N Look up N at Dictionary.com
in late Middle English a and an commonly were written as one word with the following noun, which caused confusion over how such words ought to be divided. In nickname, newt, and British dialectal naunt, the -n- belongs to a preceding indefinite article an or possessive pronoun mine.

Other examples of this from Middle English manuscripts include a neilond ("an island," early 13c.), a narawe ("an arrow," c. 1400), a nox ("an ox," c. 1400), a noke ("an oak," early 15c.), a nappyle ("an apple," early 15c.), a negge ("an egg," 15c.). My naunt for mine aunt is recorded from 13c.-17c. Natomy or atomy was common in Elizabethan English for anatomy. In 16c., an idiot sometimes became a nidiot, which, with still-common casual pronunciation, became nidget, which, alas, has not survived. Marlowe (1590) has Natolian for Anatolian.

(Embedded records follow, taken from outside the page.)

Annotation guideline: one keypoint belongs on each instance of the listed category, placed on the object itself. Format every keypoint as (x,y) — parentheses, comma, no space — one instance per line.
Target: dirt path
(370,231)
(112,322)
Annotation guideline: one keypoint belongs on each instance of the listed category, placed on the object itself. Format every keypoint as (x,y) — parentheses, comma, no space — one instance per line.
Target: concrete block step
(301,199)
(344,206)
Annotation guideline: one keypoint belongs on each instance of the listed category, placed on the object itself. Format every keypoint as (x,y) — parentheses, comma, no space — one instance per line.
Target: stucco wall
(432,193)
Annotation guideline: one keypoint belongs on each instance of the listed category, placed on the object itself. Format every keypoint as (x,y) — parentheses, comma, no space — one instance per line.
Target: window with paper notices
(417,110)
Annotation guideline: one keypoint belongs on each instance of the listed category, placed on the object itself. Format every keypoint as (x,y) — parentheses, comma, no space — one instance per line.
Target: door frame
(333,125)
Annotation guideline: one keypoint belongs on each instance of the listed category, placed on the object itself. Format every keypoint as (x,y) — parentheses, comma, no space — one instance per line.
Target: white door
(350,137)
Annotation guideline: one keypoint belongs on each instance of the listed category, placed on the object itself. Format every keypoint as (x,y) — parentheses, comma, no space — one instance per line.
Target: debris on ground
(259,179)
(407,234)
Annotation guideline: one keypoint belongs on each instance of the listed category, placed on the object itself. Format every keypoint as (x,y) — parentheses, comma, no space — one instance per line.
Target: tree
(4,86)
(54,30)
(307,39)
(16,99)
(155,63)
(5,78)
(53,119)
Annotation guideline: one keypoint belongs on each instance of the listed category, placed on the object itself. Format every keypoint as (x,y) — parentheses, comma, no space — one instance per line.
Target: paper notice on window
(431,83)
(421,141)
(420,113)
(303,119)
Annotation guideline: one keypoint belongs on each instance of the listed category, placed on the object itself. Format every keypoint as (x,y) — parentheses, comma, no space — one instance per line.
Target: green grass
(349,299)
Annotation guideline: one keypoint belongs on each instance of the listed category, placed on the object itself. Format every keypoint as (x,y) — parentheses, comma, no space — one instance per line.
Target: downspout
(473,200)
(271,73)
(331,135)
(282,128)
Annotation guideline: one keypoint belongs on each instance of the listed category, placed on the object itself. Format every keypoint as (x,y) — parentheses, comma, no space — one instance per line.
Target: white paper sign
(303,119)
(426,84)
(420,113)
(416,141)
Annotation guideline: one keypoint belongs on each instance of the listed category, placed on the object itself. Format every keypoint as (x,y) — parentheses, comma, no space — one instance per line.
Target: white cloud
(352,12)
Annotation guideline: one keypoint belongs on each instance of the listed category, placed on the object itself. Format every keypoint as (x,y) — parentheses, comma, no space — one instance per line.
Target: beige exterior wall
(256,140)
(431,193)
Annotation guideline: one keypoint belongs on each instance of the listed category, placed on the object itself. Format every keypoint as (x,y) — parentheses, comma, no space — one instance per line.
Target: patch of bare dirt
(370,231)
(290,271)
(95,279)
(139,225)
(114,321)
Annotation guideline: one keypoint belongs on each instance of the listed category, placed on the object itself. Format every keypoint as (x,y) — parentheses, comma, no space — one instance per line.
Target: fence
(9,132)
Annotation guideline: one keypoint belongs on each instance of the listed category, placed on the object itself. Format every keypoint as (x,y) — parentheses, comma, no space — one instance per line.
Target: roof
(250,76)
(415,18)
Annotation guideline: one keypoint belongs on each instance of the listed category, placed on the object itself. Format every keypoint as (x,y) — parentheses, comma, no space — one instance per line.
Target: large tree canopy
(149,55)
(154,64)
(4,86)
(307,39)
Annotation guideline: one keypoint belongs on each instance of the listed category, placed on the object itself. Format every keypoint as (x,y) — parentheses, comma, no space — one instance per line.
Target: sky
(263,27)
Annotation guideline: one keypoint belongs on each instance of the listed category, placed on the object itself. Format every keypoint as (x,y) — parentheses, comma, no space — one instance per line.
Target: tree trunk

The process also worked in surnames, from oblique cases of Old English at "by, near," as in Nock/Nokes/Noaks from atten Oke "by the oak;" Nye from atten ye "near the lowland;" and see Nashville. A manuscript from c. 1500 has a nylle for "an isle."

But it is more common for an English word to lose an -n- to a preceding a: apron, auger, adder, umpire, humble pie, etc. The mathematical use of n for "an indefinite number" is first recorded 1852, in to the nth power.